The mid-stage assessment of EDL in situ force measurements correlated with the timing of performance assays at a 25% forelimb grip strength deficit. Late stage assessment correlated with the timing of performance assays at 40% forelimb grip strength deficit. Unrestrained whole body plethysmography (uWBP) was performed after each surviving animal completed the final performance assays at approximately 18 weeks of age.
: A) Body mass, B) Forelimb and hind limb grip strength, C) Grid-hang time, and D) Rotarod performance over 10 to 18 weeks of age. Tests were performed on a weekly basis. Data from mice under assessment with either vehicle or tirasemtiv were excluded from these figures for that week. Data are expressed as mean ± SEM. n = 24/group.

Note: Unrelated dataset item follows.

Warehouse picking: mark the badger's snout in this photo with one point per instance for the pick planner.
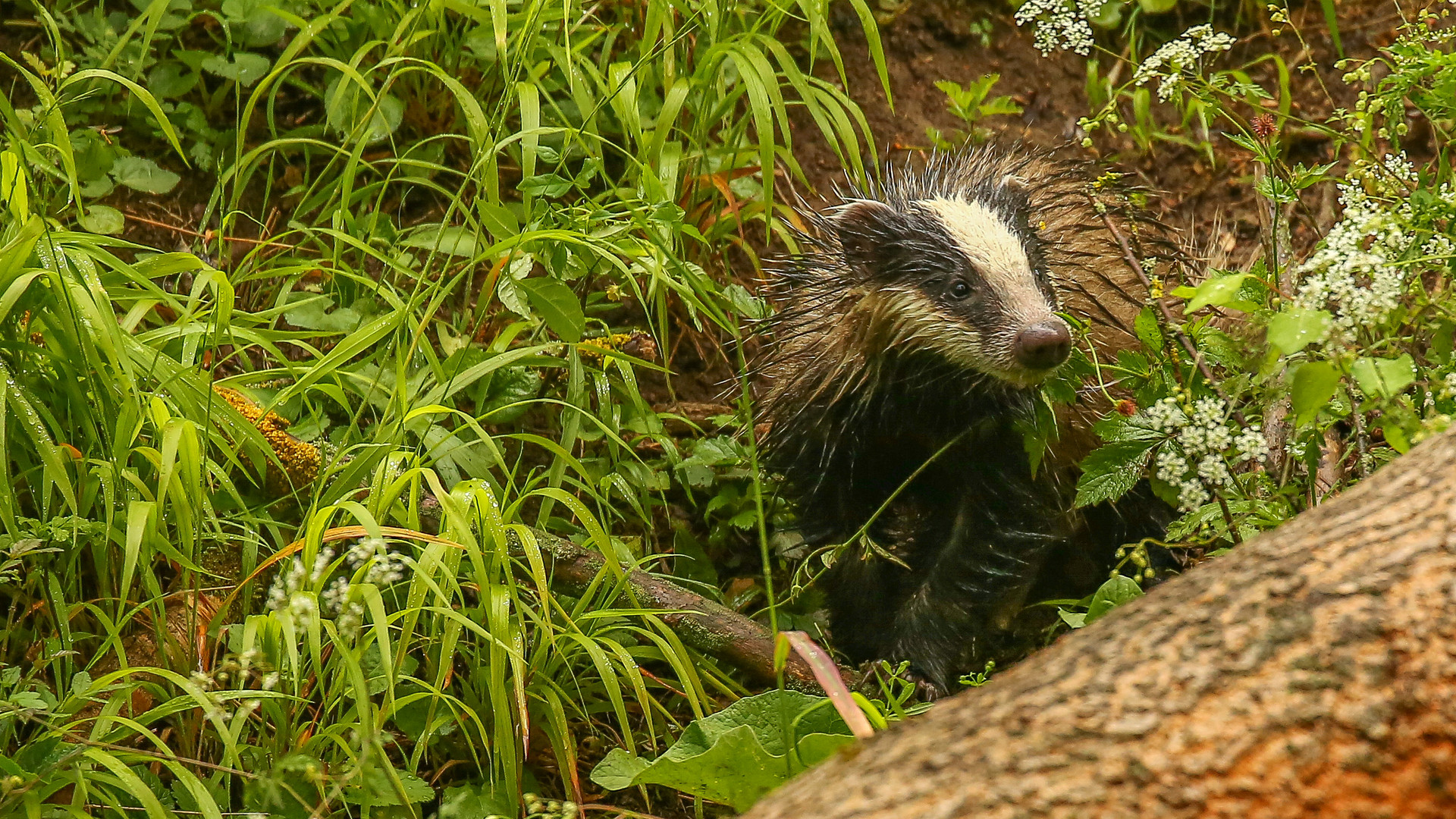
(1043, 346)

Performance values of (A) Forelimb grip strength, (B) Hindlimb grip strength, (C) Hang test performance, and (D) Rotarod performance at point of selection for 25% and 40% deficit milestones in forelimb grip compared to the 10-week old baseline. (E) Numerical values for WT, 10 week SOD1 baseline, 25% and 40% milestones. Data are expressed as mean ± SEM. n = 18–24/group. ** = p<0.01, *** = p<0.001 vs. WT by one way ANOVA with post-hoc Tukey’s test.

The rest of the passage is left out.